Dead has sold well over the last two years. On Amazon alone it’s sold about 28000 copies. Part of me rejoices over that news, but part of me wishes I’d either found my silly little voice a book earlier, or I’d begun The Dead Trilogy a book later. It is flawed, is A Long Time Dead, quite heavily in places, but it’s still a reasonable story. My own feelings are that it’s not a good introduction to me as an author. A reader might be disinclined to go onto Stealing Elgar after reading Dead because Dead is not the strongest story out there. And that’s a real shame because they get better – honest!

But you can’t put that in a blurb can you?

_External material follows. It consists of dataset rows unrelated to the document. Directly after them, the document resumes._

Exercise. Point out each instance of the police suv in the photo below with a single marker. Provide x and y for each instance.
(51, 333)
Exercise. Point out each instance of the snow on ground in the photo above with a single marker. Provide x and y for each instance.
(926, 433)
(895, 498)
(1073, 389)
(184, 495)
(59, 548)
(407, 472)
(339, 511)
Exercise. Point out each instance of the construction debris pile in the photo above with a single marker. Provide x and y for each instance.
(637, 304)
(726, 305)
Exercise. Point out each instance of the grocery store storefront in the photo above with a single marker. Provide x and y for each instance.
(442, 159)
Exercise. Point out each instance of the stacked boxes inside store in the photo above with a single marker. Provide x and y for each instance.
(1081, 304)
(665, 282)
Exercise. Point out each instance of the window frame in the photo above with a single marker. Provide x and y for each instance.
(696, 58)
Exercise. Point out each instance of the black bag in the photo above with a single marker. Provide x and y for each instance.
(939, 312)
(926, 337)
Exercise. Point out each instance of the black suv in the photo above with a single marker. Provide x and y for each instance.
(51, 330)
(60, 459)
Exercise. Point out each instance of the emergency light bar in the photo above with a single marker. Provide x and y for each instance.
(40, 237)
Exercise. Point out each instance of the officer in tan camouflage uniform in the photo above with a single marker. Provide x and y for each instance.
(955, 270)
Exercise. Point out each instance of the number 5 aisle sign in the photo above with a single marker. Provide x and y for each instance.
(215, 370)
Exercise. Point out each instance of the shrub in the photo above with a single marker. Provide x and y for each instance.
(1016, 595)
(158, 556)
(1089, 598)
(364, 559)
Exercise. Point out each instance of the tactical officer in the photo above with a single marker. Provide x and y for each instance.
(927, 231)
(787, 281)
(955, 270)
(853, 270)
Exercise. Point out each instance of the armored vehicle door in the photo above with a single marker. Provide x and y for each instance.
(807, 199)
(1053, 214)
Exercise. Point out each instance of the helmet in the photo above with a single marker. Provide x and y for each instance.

First Draft of Charlotte's Lodge 1991

First Draft of Charlotte’s Lodge 1991

I suppose the essence of this blog is that you must be careful at which point you select your dot. Your work will be out there for all to see for a very long time. Make sure you’re well into your stride so far voice and technical ability is concerned. Make sure that its quality is something you can look back on with pride because, especially if you’re beginning a series or a trilogy, it’s your one shot at impressing readers and showing them what they can expect from you in the subsequent books.